Mais, mon cher Glaucon, dans un État où les citoyens doivent être heureux, il ne peut pas être permis de former des unions au hasard ou de commettre des fautes du même genre, et les magistrats ne devront pas le souffrir.

En effet, cela ne doit pas être.

Il est donc évident après cela que nous ferons des mariages aussi saints qu’il nous sera possible, et les plus avantageux à l’État seront les plus saints.

Soit.

Mais comment seront-ils les plus avantageux ? C’est à toi, Glaucon, de me le dire. Je vois que tu élèves dans ta maison des chiens de chasse et des oiseaux de proie en grand nombre. As-tu pris garde à ce qu’on fait pour les accoupler et en avoir des petits ?

Que fait-on ?

Parmi ces animaux, quoique tous de bonne race, n’en est-il pas quelques-uns qui l’emportent sur les autres ?

Oui.

Veux-tu avoir des petits de tous également, ou aimes-tu mieux en avoir de ceux qui l’emportent sur les autres ?

J’aime mieux en avoir de ceux-ci.

Des plus jeunes, des plus vieux, ou de ceux qui sont dans la force de l’âge ?

De ces derniers.

Sans toutes ces précautions dans l’accouplement, n’es-tu pas persuadé que la race de tes chiens et de tes oiseaux dégénérerait beaucoup ?

Oui.

Crois-tu qu’il n’en soit pas de même des chevaux et des autres animaux ?
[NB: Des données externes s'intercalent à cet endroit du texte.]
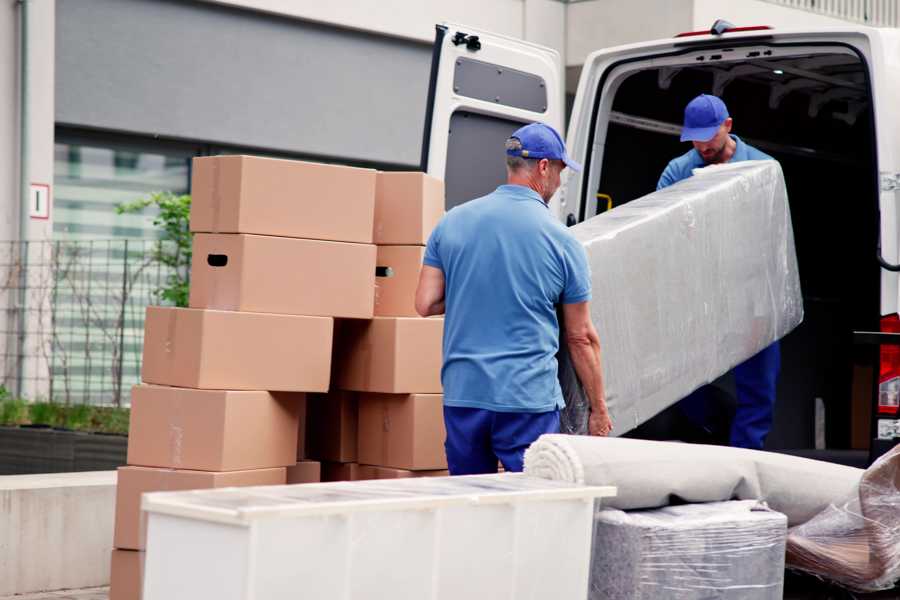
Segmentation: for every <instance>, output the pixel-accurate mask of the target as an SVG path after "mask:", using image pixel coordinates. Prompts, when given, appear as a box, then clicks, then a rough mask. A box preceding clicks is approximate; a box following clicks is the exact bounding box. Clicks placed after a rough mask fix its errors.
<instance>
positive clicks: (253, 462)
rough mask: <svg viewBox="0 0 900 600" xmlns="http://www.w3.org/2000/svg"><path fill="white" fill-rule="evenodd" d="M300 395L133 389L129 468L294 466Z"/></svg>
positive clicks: (266, 392)
mask: <svg viewBox="0 0 900 600" xmlns="http://www.w3.org/2000/svg"><path fill="white" fill-rule="evenodd" d="M304 396H305V394H303V393H302V392H275V393H269V392H258V391H256V392H247V391H222V390H194V389H189V388H174V387H162V386H156V385H138V386H135V387H134V388H133V389H132V394H131V422H130V427H129V435H128V464H129V465H137V466H142V467H167V468H170V469H192V470H198V471H242V470H247V469H267V468H271V467H287V466H290V465H293V464H295V463H296V462H297V460H296V458H297V457H296V454H297V430H298V422H299V420H300V408H301V404H302V403H303V399H304Z"/></svg>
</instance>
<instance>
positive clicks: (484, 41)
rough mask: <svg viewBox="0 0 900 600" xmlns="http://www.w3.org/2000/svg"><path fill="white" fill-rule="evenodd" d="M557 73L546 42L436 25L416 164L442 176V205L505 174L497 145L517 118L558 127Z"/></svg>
mask: <svg viewBox="0 0 900 600" xmlns="http://www.w3.org/2000/svg"><path fill="white" fill-rule="evenodd" d="M562 74H563V68H562V58H561V57H560V55H559V53H558V52H557V51H556V50H553V49H551V48H546V47H543V46H538V45H536V44H530V43H528V42H524V41H522V40H517V39H513V38H508V37H504V36H500V35H496V34H492V33H485V32H483V31H479V30H477V29H473V28H471V27H466V26H463V25H454V24H444V25H438V26H437V27H436V36H435V42H434V54H433V55H432V63H431V81H430V83H429V88H428V105H427V110H426V113H425V129H424V139H423V143H422V166H421V168H422V170H424V171H426V172H428V173H429V174H430V175H433V176H434V177H438V178H440V179H443V180H444V181H445V185H446V193H447V205H446V208H447V209H450V208H452V207H454V206H456V205H458V204H462V203H463V202H465V201H467V200H471V199H472V198H477V197H479V196H483V195H484V194H487V193H488V192H491V191H493V190H494V189H495V188H496V187H497V186H498V185H500V184H501V183H503V182H504V181H505V180H506V166H505V162H504V158H503V144H504V142H505V140H506V138H508V137H509V135H510V134H511V133H512V132H513V131H515V130H516V129H518V128H519V127H520V126H521V125H522V124H525V123H530V122H534V121H542V122H544V123H547V124H548V125H551V126H552V127H554V128H556V130H557V131H559V132H560V133H562V131H563V122H564V90H563V77H562ZM551 208H552V207H551Z"/></svg>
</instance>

Il serait absurde de ne pas le croire.

Grands dieux ! mon cher ami, quels hommes supérieurs nous faudra-t-il pour magistrats, s’il en est de même à l’égard de l’espèce humaine !

Sans doute il en est de même ; mais pourquoi parles-tu ainsi ?

C’est qu’ils seront dans la nécessité d’employer un grand nombre de remèdes. Or, un médecin ordinaire, même le plus mauvais, paraît suffire, pour guérir les malades, lorsqu’au lieu de remèdes ils demandent un régime à suivre ; mais on sait que l’emploi des remèdes exige un plus habile médecin.

J’en conviens : mais à quel propos dis-tu cela ?

Le voici. Il me semble que les magistrats seront obligés de recourir souvent au mensonge et à la tromperie pour le bien des citoyens ; et nous avons dit quelque part que de semblables moyens sont utiles, lorsqu’on s’en sert en guise de remède.

Nous l’avons dit avec raison.

Ce remède ne s’appliquerait pas mal, ce semble, aux mariages et à la propagation de l’espèce.

Comment cela ?

Il faut, selon nos principes, rendre les rapports très fréquens entre les hommes et les femmes d’élite, et très rares entre les sujets les moins estimables de l’un et de l’autre sexe ; de plus, il faut élever les enfans des premiers et non ceux des seconds, si l’on veut avoir un troupeau toujours choisi ; enfin, il faut que les magistrats seuls connaissent toutes ces mesures, pour qu’il y ait le moins de discorde possible dans le troupeau.

À merveille.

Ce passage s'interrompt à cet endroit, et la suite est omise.